In the rural district of Almopia in the northern Greek region of Pella, the day begins early at this time of year for the area’s farming community. Before 7 am, pickup trucks filled with workers leave the villages, and shortly afterwards they begin harvesting the area’s “white gold”, white asparagus, from a total of 5,500 stremmas of cultivated land.
A few hours later, the first vehicles return loaded with the crop to cooperative warehouses, where the day’s initial harvest is unloaded. Almost all of it is destined for export. Germany, the Netherlands, Belgium, France, and Italy account for up to 99% of Almopia’s white asparagi production.
“It is its early harvest and the sun of Greece that make our asparagus sought after in Europe,” Yiannis Trypkos, one of the region’s longest-serving asparagus producers and a member of the ASSPA cooperative, told Voria.gr.
The Agricultural Cooperative “Synergasia Almopias” (ASSPA), although relatively new, is presented as an example of how a collective farming effort can develop.
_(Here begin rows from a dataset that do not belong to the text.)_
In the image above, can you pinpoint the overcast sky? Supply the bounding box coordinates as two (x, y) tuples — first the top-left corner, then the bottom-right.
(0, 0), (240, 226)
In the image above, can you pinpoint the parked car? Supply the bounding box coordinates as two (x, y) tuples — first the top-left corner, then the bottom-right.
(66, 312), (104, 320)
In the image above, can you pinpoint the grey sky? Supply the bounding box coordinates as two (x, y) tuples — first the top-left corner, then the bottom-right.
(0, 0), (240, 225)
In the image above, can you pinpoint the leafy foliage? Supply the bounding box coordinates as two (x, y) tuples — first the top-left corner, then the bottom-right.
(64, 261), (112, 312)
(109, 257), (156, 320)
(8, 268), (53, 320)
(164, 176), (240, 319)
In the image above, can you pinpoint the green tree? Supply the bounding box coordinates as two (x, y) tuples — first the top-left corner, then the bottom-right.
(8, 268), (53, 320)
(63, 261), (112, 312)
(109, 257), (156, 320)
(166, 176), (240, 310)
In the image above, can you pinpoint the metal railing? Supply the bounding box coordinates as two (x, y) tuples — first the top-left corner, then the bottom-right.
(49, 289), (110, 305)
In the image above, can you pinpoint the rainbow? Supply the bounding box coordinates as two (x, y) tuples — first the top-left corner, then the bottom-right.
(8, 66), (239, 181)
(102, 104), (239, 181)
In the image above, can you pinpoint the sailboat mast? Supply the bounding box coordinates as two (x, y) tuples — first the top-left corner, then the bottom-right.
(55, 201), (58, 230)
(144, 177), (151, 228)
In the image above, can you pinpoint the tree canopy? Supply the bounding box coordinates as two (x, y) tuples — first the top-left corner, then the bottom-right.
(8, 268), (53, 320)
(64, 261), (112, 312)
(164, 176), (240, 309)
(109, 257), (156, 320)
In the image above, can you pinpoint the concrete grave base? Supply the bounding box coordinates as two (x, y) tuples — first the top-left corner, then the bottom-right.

Founded eight years ago with six members, it now has its own certified sorting and packaging facility, employs more than 80 staff and has grown to 78 members. During the current harvest period, workers at the cooperative’s facilities operate in two shifts to process and package around 10 tonnes of white asparagi per day.
“Even some bulbs that are thinner or have some deformation compared to others and are not marketable are separated and sold for animal feed. We utilise everything, we throw nothing away,” said Yiannis Antoniou, president of ASSPA, speaking to Voria.gr. He added that the cooperative operates as a vertically integrated unit, handling not only asparagi but also plums grown in the area. The asparagi is then transported by large trucks to markets across northern and central Europe, before reaching the kitchens of high-end restaurants.
Of the region’s total production, expected to exceed 3,500 tonnes this year, only about 1% will remain in the domestic market. While asparagi is in strong demand abroad, it is rarely found on restaurant menus within Greece.